Sanksi Minyak
Pembaruan: Detail baru muncul tentang kapal tanker VLCC Skipper yang disita saat Maduro mengecam 'pembajakan' AS
Dilaporkan oleh AI Gambar dihasilkan oleh AI Fakta terverifikasi
Pelaporan baru tentang VLCC Skipper, kapal tanker minyak terkait Venezuela yang disita oleh pasukan AS di lepas pantai negara tersebut minggu ini, menunjukkan bahwa kapal itu membawa sekitar 1,1 juta barel minyak mentah yang disanksi, sebagian terkait dengan Kuba.

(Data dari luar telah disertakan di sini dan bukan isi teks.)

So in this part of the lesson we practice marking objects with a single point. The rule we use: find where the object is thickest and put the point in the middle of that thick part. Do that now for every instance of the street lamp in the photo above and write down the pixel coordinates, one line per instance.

Presiden Nicolás Maduro mengutuk operasi tersebut sebagai 'pembajakan internasional' di tengah tekanan AS yang semakin intens terhadap pemerintahannya.
In an escalation following last week's U.S. seizure of a large oil tanker off Venezuela's coast for sanctions violations, President Donald Trump ordered a blockade Tuesday of all sanctioned oil tankers entering or leaving the country, intensifying pressure on Nicolás Maduro's government. Trump demanded Venezuela return 'stolen' U.S. oil, land, and assets, while Venezuelan officials condemned the move as a violation of international law.
Dilaporkan oleh AI Fakta terverifikasi
Pasukan AS menyita kapal tanker minyak mentah di lepas pantai Venezuela pada hari Rabu dalam operasi yang menurut pejabat bertujuan menegakkan sanksi terhadap penjualan minyak Venezuela. Kapal tersebut dituduh membawa minyak yang disanksi dari Venezuela dan Iran sebagai bagian dari jaringan pengiriman ilegal yang mendukung organisasi teroris asing, menurut Jaksa Agung Pam Bondi dan pejabat AS lainnya.